A recent discussion on Reddit left me amazed by the lengths that people will go through to try and secure their WordPress site. In this case, renaming their login page to random strings of numbers to prevent bots from trying to crack user passwords.
When this didn’t work, they turned to plugins to lock accounts where multiple, failed attempts at the password have been attempted.
But the answer is a lot, lot simpler.
And it’s 2FA. Add 2FA to your WordPress site and enforce it.
That’s it. No obfuscating your admin URL or, even, locking out accounts. Because it doesn’t matter if a bot does work out an email address – with good 2FA rules in place, they’ll hit that requirement and get no further. Not only that, but if a user does get an unexpected 2FA request then it suggests their password is weak, because it’s been cracked.
Locking out multiple password attempts sounds like a good idea but is likely to frustrate users who can’t sign in because a bot has locked them out.
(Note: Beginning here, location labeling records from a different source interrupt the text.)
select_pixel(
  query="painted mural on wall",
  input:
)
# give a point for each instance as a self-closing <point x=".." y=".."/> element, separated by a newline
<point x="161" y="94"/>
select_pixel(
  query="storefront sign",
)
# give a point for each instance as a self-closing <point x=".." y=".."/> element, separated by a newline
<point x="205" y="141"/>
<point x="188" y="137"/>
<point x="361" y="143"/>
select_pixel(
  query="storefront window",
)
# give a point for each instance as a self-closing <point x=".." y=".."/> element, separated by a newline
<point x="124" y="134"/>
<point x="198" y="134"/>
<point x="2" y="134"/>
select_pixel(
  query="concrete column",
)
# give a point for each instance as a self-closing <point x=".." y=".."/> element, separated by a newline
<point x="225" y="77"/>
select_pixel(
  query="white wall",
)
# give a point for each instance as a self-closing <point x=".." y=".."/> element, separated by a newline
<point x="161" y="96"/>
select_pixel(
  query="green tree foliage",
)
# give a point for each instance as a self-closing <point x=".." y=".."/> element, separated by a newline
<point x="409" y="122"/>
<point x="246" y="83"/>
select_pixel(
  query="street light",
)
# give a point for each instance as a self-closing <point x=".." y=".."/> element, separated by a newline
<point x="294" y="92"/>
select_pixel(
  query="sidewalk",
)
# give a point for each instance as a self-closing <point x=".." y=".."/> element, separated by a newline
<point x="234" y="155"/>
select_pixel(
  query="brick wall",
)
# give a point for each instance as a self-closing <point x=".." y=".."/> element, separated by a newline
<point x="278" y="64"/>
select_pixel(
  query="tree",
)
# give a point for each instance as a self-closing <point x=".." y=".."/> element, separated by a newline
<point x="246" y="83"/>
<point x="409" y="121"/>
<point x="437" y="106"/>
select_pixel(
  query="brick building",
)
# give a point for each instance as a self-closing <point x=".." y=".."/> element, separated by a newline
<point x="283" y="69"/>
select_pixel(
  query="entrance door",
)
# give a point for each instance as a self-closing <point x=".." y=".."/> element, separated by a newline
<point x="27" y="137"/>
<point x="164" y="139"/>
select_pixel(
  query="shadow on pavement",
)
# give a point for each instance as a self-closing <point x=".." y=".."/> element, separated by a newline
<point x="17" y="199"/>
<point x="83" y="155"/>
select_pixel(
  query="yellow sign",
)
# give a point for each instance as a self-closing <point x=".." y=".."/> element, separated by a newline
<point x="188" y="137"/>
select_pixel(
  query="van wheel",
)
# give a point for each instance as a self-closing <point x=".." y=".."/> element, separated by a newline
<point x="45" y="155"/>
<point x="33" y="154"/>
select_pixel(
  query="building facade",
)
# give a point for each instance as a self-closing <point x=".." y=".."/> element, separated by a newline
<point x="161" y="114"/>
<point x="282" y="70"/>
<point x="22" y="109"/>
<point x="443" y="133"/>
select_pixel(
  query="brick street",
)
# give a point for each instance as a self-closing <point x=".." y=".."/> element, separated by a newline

Such a plugin is installed, by default, with WordPress but only because 2FA isn’t included. In my mind, you don’t need both.
WordPress VIP provides high-end WordPress hosting to organisations such as Facebook, CNN and even The White House. They take security very seriously and they do exactly what I’m suggesting here. They don’t recommend third party “total security” plugins, or even lock out your XML-RPC file (which is rather important for things like Jetpack and the WordPress app). Sometimes the simplest solution is best.
Adding 2FA to your WordPress site
I’d recommend the Two Factor plugin. Install it and then add something like this to enforce it…
add_filter(
'two_factor_enabled_providers_for_user',
function( $providers ) {
if ( empty( $providers ) && class_exists( 'Two_Factor_Email' ) ) {
$providers[] = 'Two_Factor_Email';
}
return $providers;
}
);This will force any users without 2FA to have email 2FA. Personally, I’d look at making everyone using an app-based authenticator.